Menyenangkan mengayun-ayunkan kedua kaki yang menggantung di udara saat duduk.
Setiap hari
seperti inilah aku. Duduk menunggu di halte bus yang sama setiap harinya untuk
pulang, entah darimanapun itu aku berasal. Saat aku tengah membaca sebuah
novel, seorang laki-laki duduk tak jauh dariku dengan jaket yang cukup tebal
dan gelas kopi take away di
tangannya. Udara di malam hari memang selalu terasa dingin. Aku hanya
menatapnya sekilas dan melanjutkan bacaku.
Aku selalu
menunggu bus yang bernomor sama setiap harinya, 11. Aku sampai hafal jamnya
muncul di halte ini. Maka dariitu aku selalu menunggu bus tersebut disini.

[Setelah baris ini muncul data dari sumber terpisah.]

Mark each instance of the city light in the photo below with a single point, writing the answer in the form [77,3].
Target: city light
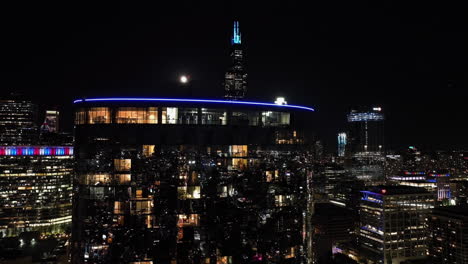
[280,101]
[182,100]
[183,79]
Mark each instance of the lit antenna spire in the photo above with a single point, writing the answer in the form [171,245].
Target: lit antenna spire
[236,37]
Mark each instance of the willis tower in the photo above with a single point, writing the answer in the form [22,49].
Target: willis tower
[235,83]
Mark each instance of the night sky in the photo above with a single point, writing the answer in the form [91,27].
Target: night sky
[411,59]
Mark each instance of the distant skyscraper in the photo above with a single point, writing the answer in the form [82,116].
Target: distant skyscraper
[393,224]
[17,121]
[366,130]
[184,181]
[51,122]
[235,82]
[35,189]
[342,140]
[449,240]
[365,144]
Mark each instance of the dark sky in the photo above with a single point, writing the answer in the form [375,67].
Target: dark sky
[409,58]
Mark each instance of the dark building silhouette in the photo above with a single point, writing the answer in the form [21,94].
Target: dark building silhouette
[35,173]
[235,82]
[365,145]
[17,121]
[190,181]
[448,235]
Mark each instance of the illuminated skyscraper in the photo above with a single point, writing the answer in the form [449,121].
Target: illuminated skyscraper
[51,122]
[449,240]
[35,189]
[235,82]
[393,225]
[342,140]
[17,121]
[190,181]
[365,146]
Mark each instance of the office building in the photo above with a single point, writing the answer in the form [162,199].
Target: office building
[190,181]
[365,144]
[449,240]
[341,144]
[51,122]
[35,189]
[393,225]
[17,121]
[235,80]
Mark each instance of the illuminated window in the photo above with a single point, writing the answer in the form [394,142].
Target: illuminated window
[270,118]
[271,175]
[169,115]
[137,115]
[141,207]
[245,118]
[118,207]
[188,192]
[123,178]
[139,193]
[189,220]
[213,116]
[148,150]
[239,164]
[290,253]
[122,164]
[224,260]
[93,179]
[187,116]
[80,117]
[283,200]
[99,115]
[238,150]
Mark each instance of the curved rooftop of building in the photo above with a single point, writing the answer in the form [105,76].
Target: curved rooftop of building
[191,101]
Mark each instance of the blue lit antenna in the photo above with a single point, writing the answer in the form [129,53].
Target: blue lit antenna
[236,37]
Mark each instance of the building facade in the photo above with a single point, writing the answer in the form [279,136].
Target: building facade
[448,239]
[35,189]
[365,145]
[235,79]
[17,121]
[393,225]
[190,181]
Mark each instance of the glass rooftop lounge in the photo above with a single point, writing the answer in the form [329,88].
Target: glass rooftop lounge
[182,111]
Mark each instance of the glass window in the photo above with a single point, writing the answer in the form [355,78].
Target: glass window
[93,179]
[270,118]
[123,178]
[188,192]
[148,150]
[137,115]
[189,220]
[239,164]
[99,115]
[122,164]
[213,116]
[80,117]
[238,150]
[188,116]
[169,115]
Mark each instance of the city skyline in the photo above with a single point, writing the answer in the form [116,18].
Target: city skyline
[230,132]
[411,66]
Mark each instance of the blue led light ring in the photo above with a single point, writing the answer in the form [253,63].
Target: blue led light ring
[192,101]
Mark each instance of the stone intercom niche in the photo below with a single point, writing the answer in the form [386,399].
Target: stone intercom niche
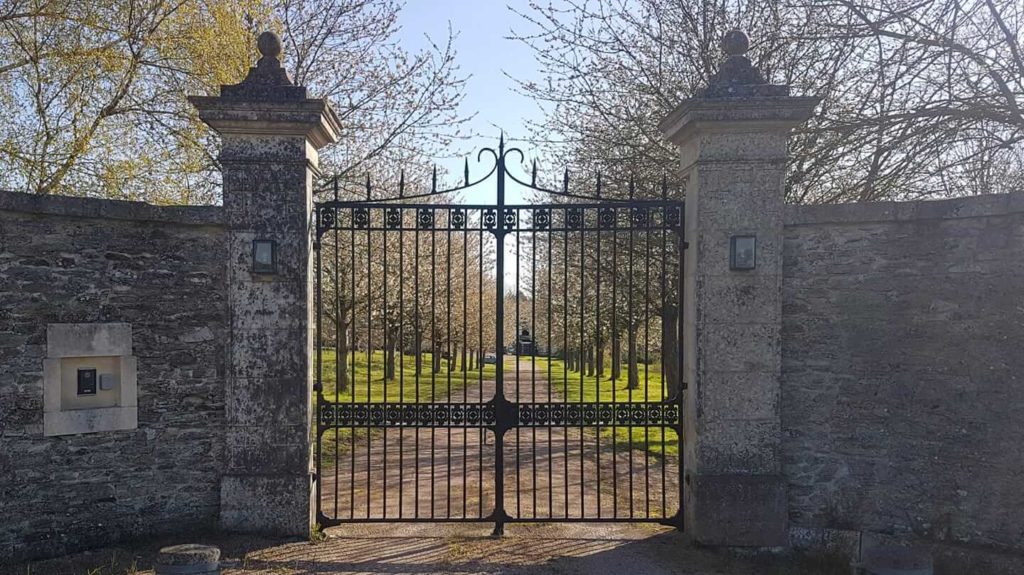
[89,379]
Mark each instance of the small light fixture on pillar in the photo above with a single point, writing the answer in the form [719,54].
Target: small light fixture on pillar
[264,256]
[742,253]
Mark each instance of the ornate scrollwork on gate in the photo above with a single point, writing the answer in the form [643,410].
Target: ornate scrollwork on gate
[458,218]
[360,218]
[407,414]
[329,217]
[392,218]
[573,218]
[425,218]
[591,414]
[542,218]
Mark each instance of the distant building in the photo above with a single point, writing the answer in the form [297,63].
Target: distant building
[524,344]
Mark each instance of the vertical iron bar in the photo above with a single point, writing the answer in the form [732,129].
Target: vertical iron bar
[616,361]
[318,386]
[646,359]
[583,356]
[481,364]
[434,360]
[340,357]
[351,388]
[448,399]
[550,343]
[370,349]
[532,368]
[565,363]
[401,352]
[631,345]
[500,400]
[681,345]
[385,327]
[598,357]
[418,350]
[465,350]
[515,342]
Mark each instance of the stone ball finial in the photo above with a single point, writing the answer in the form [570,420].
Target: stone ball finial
[735,42]
[268,44]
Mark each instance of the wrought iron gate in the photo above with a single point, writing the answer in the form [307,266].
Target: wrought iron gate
[499,362]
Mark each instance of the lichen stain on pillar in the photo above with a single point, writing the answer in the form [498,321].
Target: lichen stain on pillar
[270,133]
[732,137]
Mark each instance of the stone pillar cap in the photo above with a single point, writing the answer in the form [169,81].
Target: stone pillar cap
[266,102]
[736,115]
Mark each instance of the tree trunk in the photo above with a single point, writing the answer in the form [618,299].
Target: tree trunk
[670,349]
[392,345]
[616,357]
[341,363]
[418,352]
[634,373]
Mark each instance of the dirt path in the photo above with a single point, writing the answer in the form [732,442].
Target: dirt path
[450,473]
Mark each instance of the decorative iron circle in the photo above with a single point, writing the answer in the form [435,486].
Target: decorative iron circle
[458,218]
[541,414]
[392,218]
[489,219]
[573,218]
[394,414]
[525,414]
[360,218]
[329,217]
[509,219]
[425,218]
[673,216]
[640,217]
[542,218]
[377,414]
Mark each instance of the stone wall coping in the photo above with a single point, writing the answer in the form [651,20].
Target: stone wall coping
[952,208]
[111,209]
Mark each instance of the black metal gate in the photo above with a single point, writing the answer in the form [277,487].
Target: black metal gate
[499,362]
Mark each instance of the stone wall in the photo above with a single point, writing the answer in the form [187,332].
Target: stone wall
[161,269]
[903,374]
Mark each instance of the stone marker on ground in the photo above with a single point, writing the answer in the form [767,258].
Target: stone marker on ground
[188,559]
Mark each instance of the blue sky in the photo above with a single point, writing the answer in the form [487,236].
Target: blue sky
[485,56]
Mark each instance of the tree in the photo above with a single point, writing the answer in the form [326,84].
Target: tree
[96,90]
[919,98]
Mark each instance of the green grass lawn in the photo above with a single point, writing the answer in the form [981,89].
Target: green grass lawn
[404,386]
[574,388]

Untungnya, ia melewati halte bus di kompleks rumahku. Sehingga aku tidak perlu
memutar arah. Dan aku tidak akan dengan sukarela memutar arah. Entah sudah
berapa bus yang lewat tapi bus bernomor 11 tak kunjung datang.
Aku menoleh
ke sampingku, sekadar untuk memperhatikan sekitar.
Dan aku
dapati laki-laki tersebut pun masih duduk di tempatnya semula. Kali ini ia
tengah menggoyang-goyangkan gelas kopinya. Mungkin, kopinya sudah hampir habis.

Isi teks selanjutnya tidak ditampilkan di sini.